John Hemmings, director of the Asia Studies Centre at the Henry Jackson Society, a foreign policy think-tank, says: “We must ask ourselves: by avoiding collective security arrangements in 2008, did we persuade China to behave as a model citizen in the region?”

外交政策智库亨利杰克逊学会(Henry Jackson Society)亚洲研究中心主任约翰•黑明斯(John Hemmings)说:“我们必须扪心自问:我们在2008年取消集体安全安排的举动,说服中国在这一地区像模范公民那样行事了吗?”

As well as reining in Beijing, observers say the creation of a formal alliance is designed to tie in Washington at a time when many US allies are unsure how reliable a partner Donald Trump’s administration will prove. 除了牵制北京方面,观察人士表示,打造一个正式联盟的目的还在于绑住华盛顿——眼下美国的诸多盟友都不确定唐纳德•特朗普(Donald Trump)政府作为盟友在遇到事情时会有多靠得住。

“This represents an attempt by Japan, Australia and India to keep the US engaged in the region at a time when there are concerns about America’s position following the election of Donald Trump,” says Euan Graham, director at the Lowy Institute in Sydney.

“此举是日本、澳大利亚、印度约束美国的一次努力,其目的是保持美国对这一地区的介入,在唐纳德•特朗普当选总统后,有人担心美国的立场发生变化。

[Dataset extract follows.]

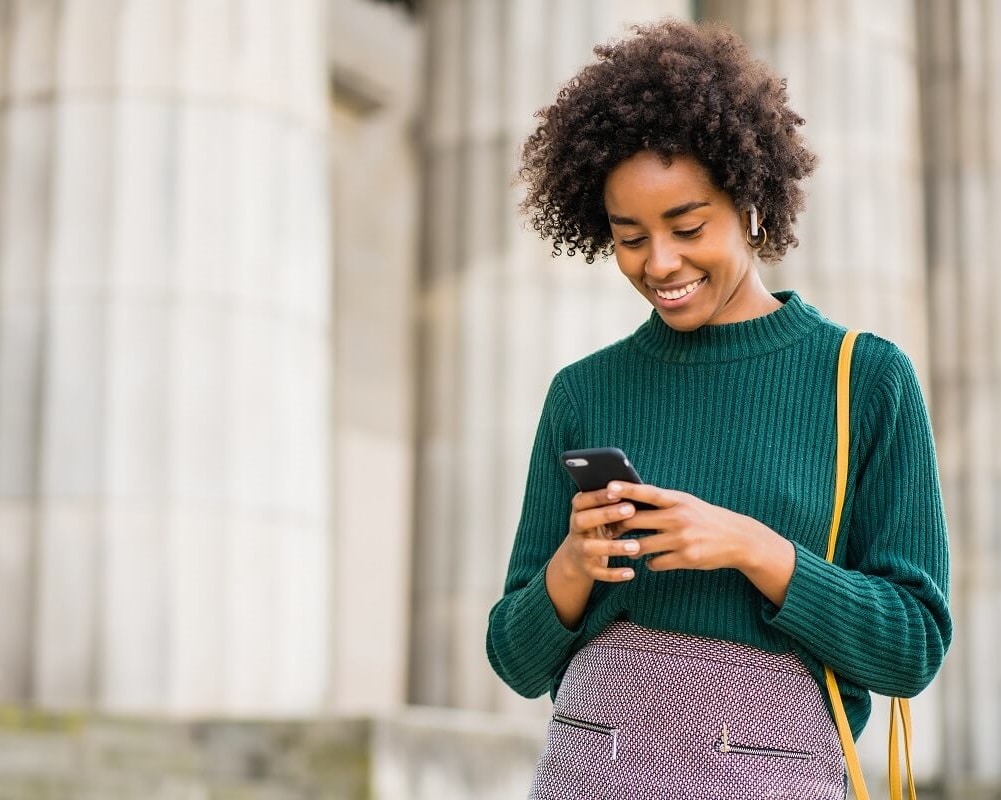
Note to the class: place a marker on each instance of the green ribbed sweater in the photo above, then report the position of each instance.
(743, 416)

”悉尼洛伊研究所(Lowy Institute)负责人尤安•格雷厄姆(Euan Graham)表示。

Many in India were delighted by Mr Trump’s adoption of the phrase “Indo-Pacific” to describe the region, which they feel gives a formal acknowledgment of the role New Delhi would like to play.

印度国内许多人对特朗普用“印度洋-太平洋”(Indo-Pacific)一词形容这一地区感到兴奋,他们觉得这是正式认可新德里想要扮演的角色。

So far, Beijing has not protested at initial steps towards the creation of a new regional alliance.

到目前为止,北京方面还未就这些打造一个新地区同盟的初步举动提出抗议。

“There is no reason to believe it is targeting China,” Zhang Jun, a senior official at the Chinese foreign ministry, said at the Asia Pacific Economic Cooperation Forum in Vietnam. “No matter what [Trump’s Indo-Pacific] strategy is, it should be open, inclusive and embody equality, mutual benefit and respect as opposed to serving the interests of a small group of countries.”

中国外交部高级官员张军在越南举行的亚太经济合作论坛(APEC)上表示,没有理由相信这是在针对中国,不管(特朗普的印度洋-太平洋)战略是什么,它应该开放、包容,体现平等、互利和尊重,而不是为一小撮国家的利益服务。

Yet some believe the greater threat to the quad is not from China, but the commitment shown by the unpredictable Mr Trump.

然而,有人认为,四方安全对话面临的更大威胁不在于中国,而在于不按常理出牌的特朗普在对这项倡议的承诺上的表现。

“Despite coining his regional policy approach the ‘Indo-Pacific strategy’ . . . Mr Trump largely avoided discussing the importance of promoting human rights and good governance in the region,” says Paul Haenle, director of the Carnegie-Tsinghua Center in Beijing and a former White House adviser. “Instead, he focused on respect for sovereignty and independence. This cannot have been the reassurance that Asian countries were seeking.”

“虽然特朗普将自己的地区政策定义为‘印度洋-太平洋战略’……但他基本上回避了对于在该地区推进人权和良好治理的重要性的讨论。”北京的清华-卡内基全球政策中心(Carnegie-Tsinghua Center)的主任、前白宫顾问韩磊(Paul Haenle)表示,”相反,他把重点放在尊重主权和独立上。这显然不是亚洲国家希望得到的保证。”